Both men stared at her. Then Hamilton shook his head as if to throw off a daydream. He found his manners. “The truth is I am an unlucky honest man,” he apologized, “that speaks my sentiments to all and with emphasis. I was letting my emotions override my manners. Forgive me, Mr. Carter. I hope you will not charge me with vanity.” He added with boyish angst and humorous self-deprecation: “I hate Congress—I hate the army—I hate the world—I hate myself. The whole is a mass of fools and knaves.”

They all laughed with him.

“But the truth is we are in dire financial straits,” Hamilton continued, “even with the French army arriving. The old man will despair if we cannot prod Rochambeau to battle soon, to try to conclude this war as soon as possible. The army is bankrupt. Congress is bankrupt. The country is bankrupt. Washington has exhausted his private resources. He had to borrow money from various persons for us to afford the trip here. I do not know how we will reckon with the bill at the various taverns in which we lodge at Hartford for this conference.”

His face clouded with a raw embarrassment at the thought of having to go a-begging for his dinner funds. Peggy’s instinct was to hug him, in sympathy and understanding, but could tell that would be the worst possible affront to his sense of honor.

Angelica thought a moment and then glanced toward the governor. “Excuse me,” she said, and regally glided toward Connecticut’s top politicians, her fan sweeping the air seductively about her gorgeous face.

Within an hour, Governor Trumbull announced his state would be picking up the bill for the Patriots’ historic talks with the French. All of them.

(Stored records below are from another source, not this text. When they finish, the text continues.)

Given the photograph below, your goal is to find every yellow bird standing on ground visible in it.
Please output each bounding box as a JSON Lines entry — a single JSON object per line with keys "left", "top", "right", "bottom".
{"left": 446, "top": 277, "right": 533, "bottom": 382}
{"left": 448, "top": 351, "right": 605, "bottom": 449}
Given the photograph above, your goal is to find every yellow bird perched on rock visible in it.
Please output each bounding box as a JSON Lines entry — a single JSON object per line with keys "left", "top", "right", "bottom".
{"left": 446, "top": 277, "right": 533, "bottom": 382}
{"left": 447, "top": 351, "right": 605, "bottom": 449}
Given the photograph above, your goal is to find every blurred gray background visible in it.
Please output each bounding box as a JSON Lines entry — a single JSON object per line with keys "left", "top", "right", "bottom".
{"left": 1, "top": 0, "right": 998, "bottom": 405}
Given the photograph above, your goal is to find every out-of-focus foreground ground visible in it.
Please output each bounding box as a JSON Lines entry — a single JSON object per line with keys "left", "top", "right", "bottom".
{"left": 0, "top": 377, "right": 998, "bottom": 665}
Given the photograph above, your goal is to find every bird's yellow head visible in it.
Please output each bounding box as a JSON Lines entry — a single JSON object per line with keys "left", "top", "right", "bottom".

That’s when Hamilton asked Angelica to dance. Somehow during the effervescent circles and sashays of a cotillion, one of Angelica’s garters slipped from her leg and appeared on the floor. Alexander Hamilton swept it up and presented it to her on bended knee, to the applause of fellow dancers. He lingered over the kiss he pressed to her hand as she took the garter from him.

“My knight of the garter,” Angelica quipped.

A would-be knight of the bedchamber, thought Peggy. She was being separated from her own lover and sent home in part to assuage Eliza’s growing anxieties. How in the world was she to prepare sweet, steady Eliza for such an enrapturing but quicksilver man?